L’esposizione continua con un’installazione sul pavimento - quindi calpestabile come un profondo dolore ormai sconfitto - dal titolo che ne denuncia l’origine drammatica, Tourbillon-Avalanche. L’opera è realizzata da Faé A. Djéraba e la sua creazione è stata per l’artista un viaggio a ritroso nell’inferno della violenza, la deflagrazione della coscienza del male subito e il suo straziante superamento.
Faé, attraverso l’intervento su alcune immagini di Riccarda, sui tessuti e la sottana indossati durante il lavoro insieme, rivive intensamente il dramma rimosso da cui riaffiora la donna che non aveva saputo reagire allo stupro e il senso di colpevolezza. Esplode così una sofferta ribellione nei confronti dell’altra e l’urgenza di un gesto liberatorio.
Come per un rito di purificazione, l’artista brucia tutti gli oggetti, immagini e vestiti appesi ad una gruccia, fotografandone il disfacimento. Il fuoco annienta, il fuoco redime. Ogni colpa è cancellata e dalle ceneri del passato può nascere un futuro diverso. Di consapevolezza e libertà.
Il progetto si conclude con la distruzione di un oggetto, tridimensionale, minacciosamente presente nelle immagini di Riccarda. Avviene così l’emancipazione dal peso opprimente dell’odio da parte della vittima del sopruso. Quest’atto liberatorio conferma ancora una volta la possibilità di un riscatto dalla violenza e cancella così il divario tra il titolo del lavoro, Merveille de la vie, e la drammaticità delle immagini.
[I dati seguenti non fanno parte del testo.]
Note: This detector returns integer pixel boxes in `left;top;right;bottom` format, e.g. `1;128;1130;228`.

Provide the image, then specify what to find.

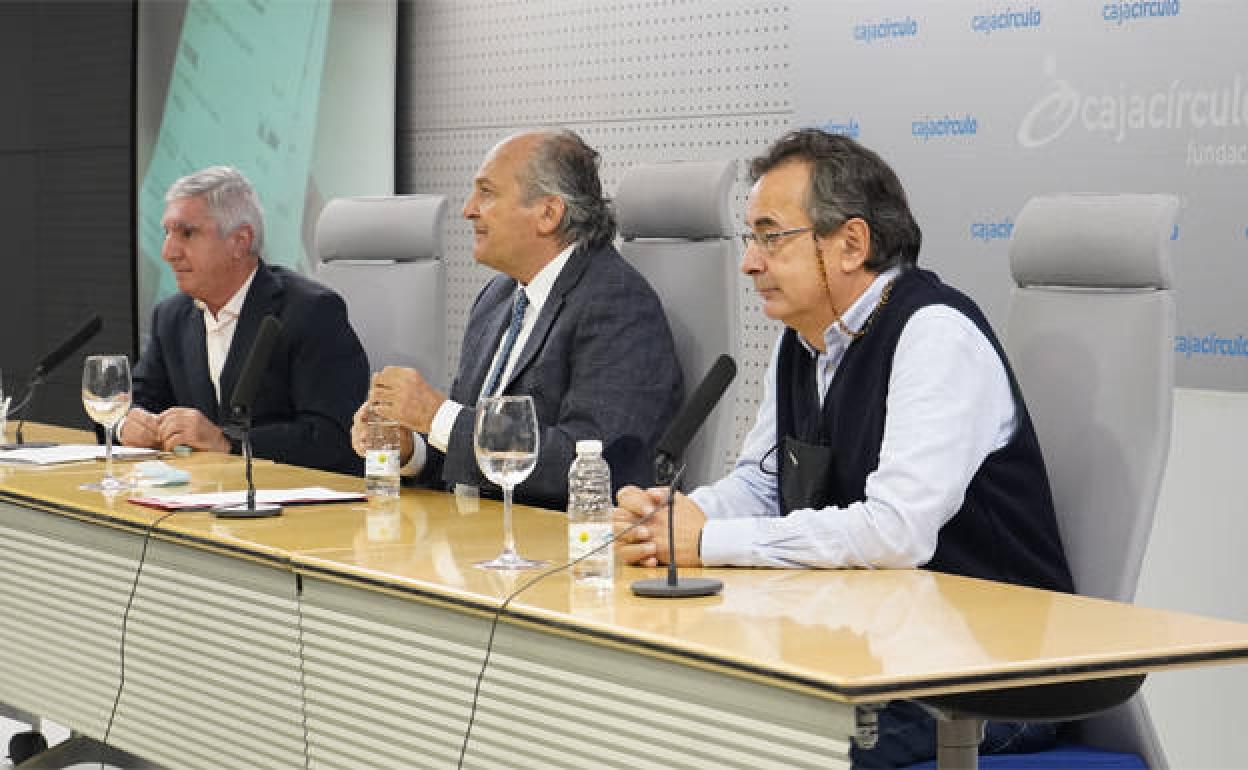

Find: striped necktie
480;287;529;398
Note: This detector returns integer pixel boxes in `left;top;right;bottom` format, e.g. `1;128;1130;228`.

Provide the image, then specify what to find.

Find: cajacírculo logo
1018;56;1248;155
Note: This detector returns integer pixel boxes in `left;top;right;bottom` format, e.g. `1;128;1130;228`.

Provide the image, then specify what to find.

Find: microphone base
212;503;282;519
633;578;724;599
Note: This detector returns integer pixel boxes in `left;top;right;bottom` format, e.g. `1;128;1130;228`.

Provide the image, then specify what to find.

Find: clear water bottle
568;439;614;588
364;411;401;500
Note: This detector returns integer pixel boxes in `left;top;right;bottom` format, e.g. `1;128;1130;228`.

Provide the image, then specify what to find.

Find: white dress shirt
114;266;258;441
690;268;1017;568
402;243;577;475
195;268;256;403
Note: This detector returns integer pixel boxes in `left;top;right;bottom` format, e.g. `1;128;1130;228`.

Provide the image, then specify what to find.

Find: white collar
524;243;577;307
195;265;260;326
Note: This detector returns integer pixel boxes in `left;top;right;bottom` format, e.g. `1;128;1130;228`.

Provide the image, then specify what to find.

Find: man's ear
230;225;256;260
538;195;568;236
839;217;871;273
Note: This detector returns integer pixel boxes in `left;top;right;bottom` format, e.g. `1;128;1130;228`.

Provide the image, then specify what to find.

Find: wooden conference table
0;426;1248;770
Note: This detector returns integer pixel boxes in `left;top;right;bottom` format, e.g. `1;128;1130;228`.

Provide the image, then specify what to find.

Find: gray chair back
316;195;447;387
615;161;739;489
1005;195;1178;770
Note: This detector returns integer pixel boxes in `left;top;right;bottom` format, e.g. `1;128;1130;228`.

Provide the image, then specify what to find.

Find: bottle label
568;522;612;562
364;449;398;477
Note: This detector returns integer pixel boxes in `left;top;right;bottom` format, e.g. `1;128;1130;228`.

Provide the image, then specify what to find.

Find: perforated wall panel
398;0;792;469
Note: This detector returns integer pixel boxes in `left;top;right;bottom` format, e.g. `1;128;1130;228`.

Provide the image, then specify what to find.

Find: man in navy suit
119;166;368;473
353;130;683;508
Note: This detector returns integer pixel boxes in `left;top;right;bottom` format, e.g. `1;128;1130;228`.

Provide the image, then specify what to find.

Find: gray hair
520;129;615;248
165;166;265;257
750;129;924;272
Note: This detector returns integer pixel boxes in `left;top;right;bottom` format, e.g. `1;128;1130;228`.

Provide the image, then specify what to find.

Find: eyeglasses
741;225;815;255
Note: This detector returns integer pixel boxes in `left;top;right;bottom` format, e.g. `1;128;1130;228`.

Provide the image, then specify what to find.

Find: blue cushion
906;744;1148;770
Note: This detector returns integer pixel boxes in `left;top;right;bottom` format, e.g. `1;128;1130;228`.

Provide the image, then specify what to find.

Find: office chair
914;195;1178;770
615;160;740;489
316;195;447;387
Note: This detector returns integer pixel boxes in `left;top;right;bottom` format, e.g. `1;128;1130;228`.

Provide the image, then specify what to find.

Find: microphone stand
0;368;56;449
212;407;282;519
631;453;724;599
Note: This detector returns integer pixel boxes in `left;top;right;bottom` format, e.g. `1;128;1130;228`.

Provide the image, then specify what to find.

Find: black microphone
633;356;736;599
654;356;736;484
212;316;282;519
230;316;282;418
0;314;104;449
31;316;104;379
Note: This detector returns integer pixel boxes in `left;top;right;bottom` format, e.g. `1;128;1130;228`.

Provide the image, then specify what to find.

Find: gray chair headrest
316;195;447;262
615;160;736;240
1010;193;1178;288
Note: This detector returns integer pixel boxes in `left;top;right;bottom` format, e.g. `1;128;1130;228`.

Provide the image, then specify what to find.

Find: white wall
1136;388;1248;770
398;0;1248;770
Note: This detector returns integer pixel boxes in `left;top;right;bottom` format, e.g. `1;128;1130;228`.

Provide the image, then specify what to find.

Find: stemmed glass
473;396;545;569
82;356;131;492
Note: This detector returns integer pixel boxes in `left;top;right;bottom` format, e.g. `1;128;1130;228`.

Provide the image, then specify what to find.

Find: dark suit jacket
422;237;684;509
134;262;368;474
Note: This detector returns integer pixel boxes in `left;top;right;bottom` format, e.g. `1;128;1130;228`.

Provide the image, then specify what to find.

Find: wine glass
473;396;545;569
82;356;131;492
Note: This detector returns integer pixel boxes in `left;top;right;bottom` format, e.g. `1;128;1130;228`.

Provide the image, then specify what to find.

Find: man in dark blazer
352;130;683;508
119;166;368;474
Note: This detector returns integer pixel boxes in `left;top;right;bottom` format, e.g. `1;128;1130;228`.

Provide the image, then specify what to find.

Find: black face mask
776;436;841;512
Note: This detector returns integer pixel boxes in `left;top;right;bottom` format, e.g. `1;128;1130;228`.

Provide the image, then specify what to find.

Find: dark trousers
850;700;1057;770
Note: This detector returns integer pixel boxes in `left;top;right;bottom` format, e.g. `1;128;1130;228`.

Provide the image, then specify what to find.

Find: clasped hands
614;487;706;567
117;407;230;452
351;367;447;464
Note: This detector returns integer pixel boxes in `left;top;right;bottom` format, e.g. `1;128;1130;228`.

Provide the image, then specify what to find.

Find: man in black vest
615;129;1072;768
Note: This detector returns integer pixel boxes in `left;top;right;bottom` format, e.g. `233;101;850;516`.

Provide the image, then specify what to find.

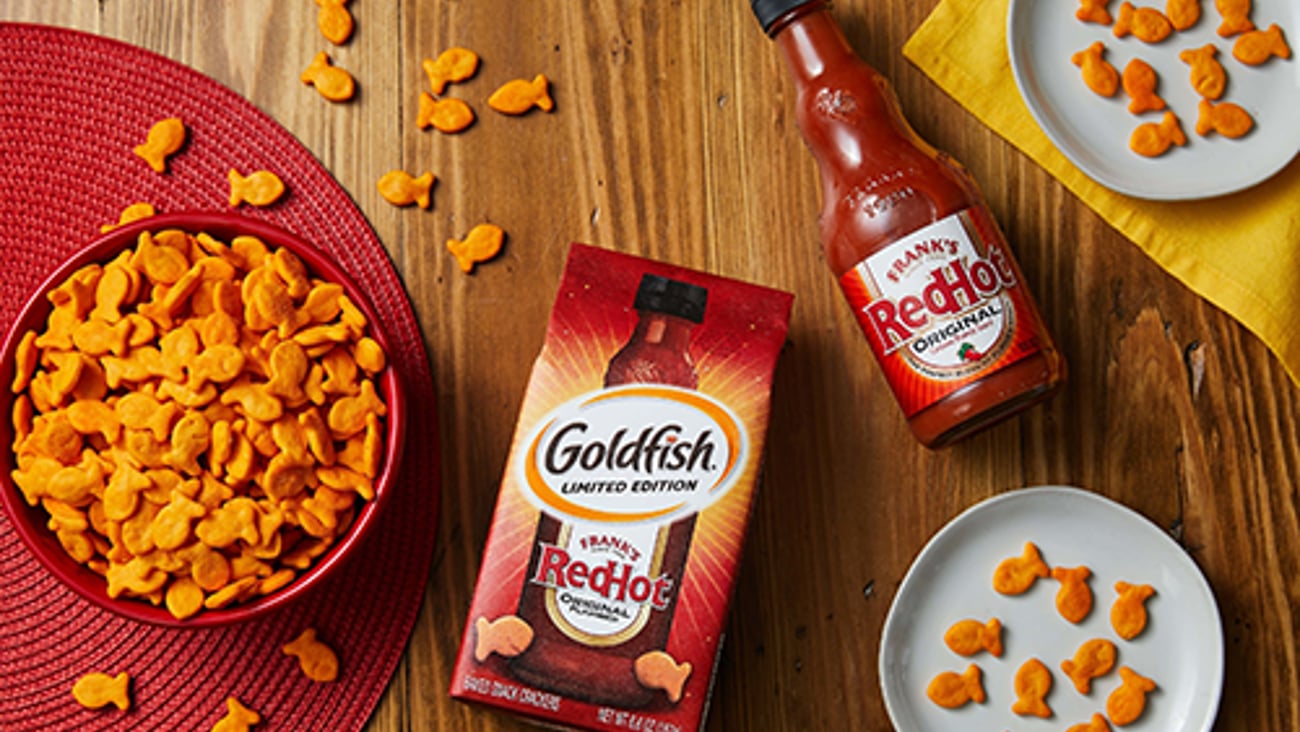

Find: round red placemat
0;23;438;731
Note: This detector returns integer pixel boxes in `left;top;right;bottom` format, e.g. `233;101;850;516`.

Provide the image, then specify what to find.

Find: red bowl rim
0;211;406;628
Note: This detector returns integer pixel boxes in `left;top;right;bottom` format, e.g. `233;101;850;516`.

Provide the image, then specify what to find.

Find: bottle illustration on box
510;274;718;709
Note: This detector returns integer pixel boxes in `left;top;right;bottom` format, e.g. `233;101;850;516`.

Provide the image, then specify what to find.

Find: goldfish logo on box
519;384;749;524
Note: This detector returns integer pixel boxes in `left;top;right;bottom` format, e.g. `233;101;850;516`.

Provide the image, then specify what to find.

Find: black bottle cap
749;0;826;33
632;274;709;322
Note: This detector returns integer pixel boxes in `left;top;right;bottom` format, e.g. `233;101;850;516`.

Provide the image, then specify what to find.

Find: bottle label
517;384;749;646
840;208;1039;417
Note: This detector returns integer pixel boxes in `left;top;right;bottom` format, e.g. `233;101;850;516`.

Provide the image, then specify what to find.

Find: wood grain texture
0;0;1300;732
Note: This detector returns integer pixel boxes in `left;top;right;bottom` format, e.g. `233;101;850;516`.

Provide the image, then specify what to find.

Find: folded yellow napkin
902;0;1300;384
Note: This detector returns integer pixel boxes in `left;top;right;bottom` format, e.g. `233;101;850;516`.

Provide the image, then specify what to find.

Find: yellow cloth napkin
902;0;1300;385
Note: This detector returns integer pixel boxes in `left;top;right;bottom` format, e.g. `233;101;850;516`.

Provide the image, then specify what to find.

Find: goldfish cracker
1128;111;1187;157
1074;0;1113;26
1110;582;1159;641
1196;99;1255;139
475;615;533;663
203;577;257;610
164;577;203;620
377;170;436;208
1011;658;1052;719
1232;23;1291;66
1112;0;1174;43
134;117;187;173
488;74;555;114
281;628;338;684
1070;40;1119;96
1106;666;1156;727
1178;43;1227;99
73;671;131;711
1214;0;1255;38
944;618;1002;657
1121;59;1165;114
1061;638;1115;694
226;168;285;207
299;51;356;101
212;697;261;732
12;230;386;618
415;91;475;134
1165;0;1201;30
632;650;692;703
993;541;1052;594
12;230;386;618
99;200;157;234
1052;567;1092;624
420;47;478;95
316;0;355;46
926;663;985;709
9;330;40;394
1066;712;1110;732
447;224;506;272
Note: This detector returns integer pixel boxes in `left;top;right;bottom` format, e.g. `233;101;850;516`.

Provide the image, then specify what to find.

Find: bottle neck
771;0;858;85
629;311;696;354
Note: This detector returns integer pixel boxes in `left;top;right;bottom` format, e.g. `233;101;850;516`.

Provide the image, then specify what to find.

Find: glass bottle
751;0;1066;447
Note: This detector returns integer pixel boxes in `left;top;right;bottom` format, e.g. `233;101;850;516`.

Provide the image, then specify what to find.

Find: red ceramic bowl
0;213;406;628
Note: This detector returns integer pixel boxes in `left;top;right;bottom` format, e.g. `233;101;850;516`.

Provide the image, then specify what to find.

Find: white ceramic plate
1006;0;1300;200
880;486;1223;732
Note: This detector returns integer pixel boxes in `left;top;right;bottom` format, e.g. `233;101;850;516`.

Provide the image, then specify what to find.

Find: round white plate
880;486;1223;732
1006;0;1300;200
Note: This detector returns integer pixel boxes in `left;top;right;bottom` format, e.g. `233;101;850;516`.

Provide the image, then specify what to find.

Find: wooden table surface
0;0;1300;732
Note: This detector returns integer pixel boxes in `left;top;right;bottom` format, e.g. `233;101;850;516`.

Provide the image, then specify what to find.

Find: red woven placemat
0;23;438;731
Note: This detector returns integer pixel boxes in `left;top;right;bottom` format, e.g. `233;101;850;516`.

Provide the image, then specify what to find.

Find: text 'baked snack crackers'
451;244;792;731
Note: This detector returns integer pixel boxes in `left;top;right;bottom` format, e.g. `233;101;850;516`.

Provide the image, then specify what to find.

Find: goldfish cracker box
451;244;793;732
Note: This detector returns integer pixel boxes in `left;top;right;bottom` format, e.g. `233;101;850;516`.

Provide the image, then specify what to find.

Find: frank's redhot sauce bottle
751;0;1066;447
510;274;709;709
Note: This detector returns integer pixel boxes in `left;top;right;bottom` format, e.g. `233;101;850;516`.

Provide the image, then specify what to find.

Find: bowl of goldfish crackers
0;213;404;627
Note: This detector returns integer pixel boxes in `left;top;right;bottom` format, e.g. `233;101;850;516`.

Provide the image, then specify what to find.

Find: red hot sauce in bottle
751;0;1066;447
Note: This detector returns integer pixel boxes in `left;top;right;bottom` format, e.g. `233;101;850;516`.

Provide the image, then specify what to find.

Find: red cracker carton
451;244;793;732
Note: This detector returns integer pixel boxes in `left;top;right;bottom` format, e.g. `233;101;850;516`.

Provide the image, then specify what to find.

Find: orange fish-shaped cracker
1110;582;1159;641
73;671;131;711
488;74;555;114
316;0;354;46
1113;0;1174;43
447;224;506;272
281;628;338;684
1061;638;1115;694
1106;666;1156;727
212;697;261;732
415;91;475;134
1232;23;1291;66
1065;714;1110;732
1178;43;1227;99
1214;0;1255;38
420;48;478;94
926;663;984;709
1128;112;1187;157
300;51;356;101
1074;0;1114;26
226;168;285;207
135;117;186;173
1052;567;1092;624
377;170;434;208
1196;99;1255;139
1165;0;1201;30
1070;40;1119;96
1011;658;1052;719
944;618;1002;657
993;541;1052;594
1122;59;1165;114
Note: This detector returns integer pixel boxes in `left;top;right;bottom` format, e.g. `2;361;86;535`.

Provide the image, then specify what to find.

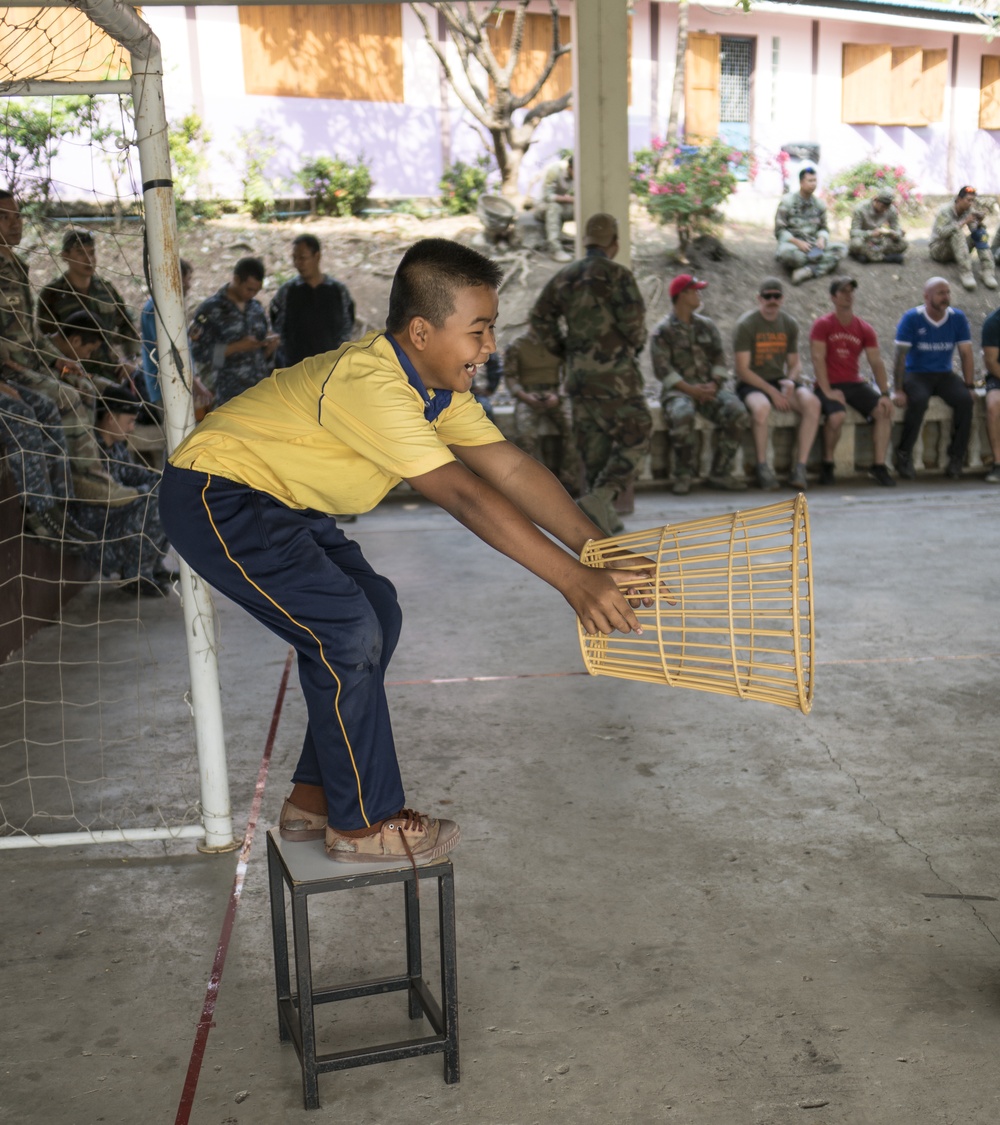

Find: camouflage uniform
73;441;168;581
929;203;996;288
649;313;749;480
847;199;907;262
542;160;573;250
774;191;847;277
0;254;109;474
190;284;270;406
531;246;652;534
38;273;139;379
504;332;579;491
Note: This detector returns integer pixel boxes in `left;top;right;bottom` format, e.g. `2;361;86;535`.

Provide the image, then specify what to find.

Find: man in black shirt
271;234;354;367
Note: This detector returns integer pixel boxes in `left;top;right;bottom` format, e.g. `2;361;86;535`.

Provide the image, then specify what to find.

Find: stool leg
438;866;459;1085
268;836;291;1043
403;874;424;1019
291;890;319;1109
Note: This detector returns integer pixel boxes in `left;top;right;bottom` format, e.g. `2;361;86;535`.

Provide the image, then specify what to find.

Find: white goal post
0;0;236;852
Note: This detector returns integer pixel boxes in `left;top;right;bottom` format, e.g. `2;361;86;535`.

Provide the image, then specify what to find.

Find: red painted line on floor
174;648;295;1125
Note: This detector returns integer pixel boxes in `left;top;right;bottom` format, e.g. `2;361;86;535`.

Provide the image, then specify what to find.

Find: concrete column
573;0;631;266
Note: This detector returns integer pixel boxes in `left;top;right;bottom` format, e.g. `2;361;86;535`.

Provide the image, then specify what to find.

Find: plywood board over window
240;3;403;102
979;55;1000;129
840;43;892;125
684;32;722;144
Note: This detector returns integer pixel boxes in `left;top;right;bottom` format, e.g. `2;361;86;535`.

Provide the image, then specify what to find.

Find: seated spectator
189;258;279;406
503;327;580;496
650;273;749;496
847;188;907;266
38;231;138;383
894;278;975;480
774;168;847;285
809;277;895;488
270;234;354;367
732;278;820;492
930;185;997;290
982;308;1000;485
74;387;170;595
0;381;97;551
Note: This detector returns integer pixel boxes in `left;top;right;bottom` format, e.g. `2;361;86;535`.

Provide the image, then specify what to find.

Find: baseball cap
670;273;709;300
584;212;618;246
830;273;857;297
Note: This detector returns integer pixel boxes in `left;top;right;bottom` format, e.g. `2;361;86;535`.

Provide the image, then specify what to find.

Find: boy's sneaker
326;809;461;863
278;800;326;840
868;465;895;488
757;465;778;492
789;465;809;492
895;449;917;480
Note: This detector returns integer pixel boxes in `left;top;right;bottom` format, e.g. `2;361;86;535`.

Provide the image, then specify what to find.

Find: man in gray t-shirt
732;278;820;492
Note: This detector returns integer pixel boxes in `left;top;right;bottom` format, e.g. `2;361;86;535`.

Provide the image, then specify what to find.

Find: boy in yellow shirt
160;239;639;863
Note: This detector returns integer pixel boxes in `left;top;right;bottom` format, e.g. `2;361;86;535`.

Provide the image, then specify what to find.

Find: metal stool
268;828;459;1109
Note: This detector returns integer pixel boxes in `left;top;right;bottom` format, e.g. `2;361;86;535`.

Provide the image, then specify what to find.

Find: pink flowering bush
629;138;749;254
822;160;924;218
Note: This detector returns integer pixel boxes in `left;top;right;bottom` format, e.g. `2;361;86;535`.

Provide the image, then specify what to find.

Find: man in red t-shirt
809;277;895;488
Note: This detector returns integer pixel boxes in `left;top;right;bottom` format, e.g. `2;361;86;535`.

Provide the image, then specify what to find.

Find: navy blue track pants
160;465;404;829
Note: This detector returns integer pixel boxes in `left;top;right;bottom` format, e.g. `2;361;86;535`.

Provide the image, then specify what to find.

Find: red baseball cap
670;273;709;300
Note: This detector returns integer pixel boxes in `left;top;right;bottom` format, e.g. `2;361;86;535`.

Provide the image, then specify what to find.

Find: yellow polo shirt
170;332;504;514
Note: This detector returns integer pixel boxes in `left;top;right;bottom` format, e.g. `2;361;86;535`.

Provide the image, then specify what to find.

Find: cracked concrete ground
0;479;1000;1125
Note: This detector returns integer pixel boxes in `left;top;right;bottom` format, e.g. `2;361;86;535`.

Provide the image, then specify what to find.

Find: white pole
74;0;240;852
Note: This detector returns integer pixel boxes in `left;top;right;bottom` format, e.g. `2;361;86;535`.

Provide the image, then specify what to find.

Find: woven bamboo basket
579;494;814;714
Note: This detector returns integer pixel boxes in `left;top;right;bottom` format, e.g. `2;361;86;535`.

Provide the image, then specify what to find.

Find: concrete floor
0;480;1000;1125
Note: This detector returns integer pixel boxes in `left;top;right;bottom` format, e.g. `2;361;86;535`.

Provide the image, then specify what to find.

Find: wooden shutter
240;3;403;102
840;43;892;125
884;47;927;126
684;32;722;144
979;55;1000;129
920;47;948;125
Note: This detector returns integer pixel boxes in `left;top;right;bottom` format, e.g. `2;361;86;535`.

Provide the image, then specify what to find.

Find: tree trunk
667;0;687;149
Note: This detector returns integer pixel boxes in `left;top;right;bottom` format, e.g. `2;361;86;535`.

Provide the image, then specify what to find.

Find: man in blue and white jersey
895;278;975;480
Maria Erovereti, Luglio 2019

Si sa cosa accade nella mente di chi è rimasto vittima di violenza o abuso? Quali sono le conseguenze e le ricadute psicologiche e sociali della violenza subita? È un quesito al quale tenta di rispondere Liberté. Femmes Magiques: un duo artistico formatosi nel 2018 scaturito dal sodalizio tra le artiste internazionali Riccarda Montenero e Faé A. Djéraba. Il loro primo progetto comune “Merveille de la vie” realizzato per la galleria Mutabilis di Torino e la galleria Mémoire de l’Avenir di Parigi, pone proprio l’accento sullo sforzo che ognuno di noi dovrebbe fare per comprendere e vedere il vero volto della violenza, indagando il dolore prodotto e l’impotenza generata nelle vittime. Il progetto espositivo, che verrà presentato a Torino l’8 ottobre 2019 e a Parigi il 27 febbraio 2020 si compone di un racconto visuale composto da due sequenze fotografiche: Victime non coupable e il dittico Point de rupture oltre ad un blocco narrativo scaturito da un impeto incontrollato e quasi autodistruttivo di Faé che la porta alla realizzazione di Tourbillon e Avalanche. Le due opere, risultato di una sequenza fotografica che cristallizza l’incendio di lavori che rappresentano l’artista, costituiscono il superamento catartico della violenza da lei subita spazzata via dal fuoco, elemento che la conduce verso una nuova esistenza.
Le opere di “Merveille de la vie”, vogliono rompere la cortina di ferro, il silenzio assordante che spesso accompagna le violenze, vogliono gridare e illuminare letteralmente gli abusi di cui spesso le vittime si sentono colpevoli e che, altrettanto spesso, sfociano in atti autolesionistici volti a scaricare la rabbia e a contenere un’angoscia furiosa. “Merveille de la vie” è quasi un ossimoro perché nulla c’è di meraviglioso nei concetti denunciati dalla mostra, ma il fatto stesso di poterne parlare, di potersi esprimere, di poter urlare il proprio dolore, meravigliosamente ci conduce verso una guarigione, una trasformazione, una rinascita.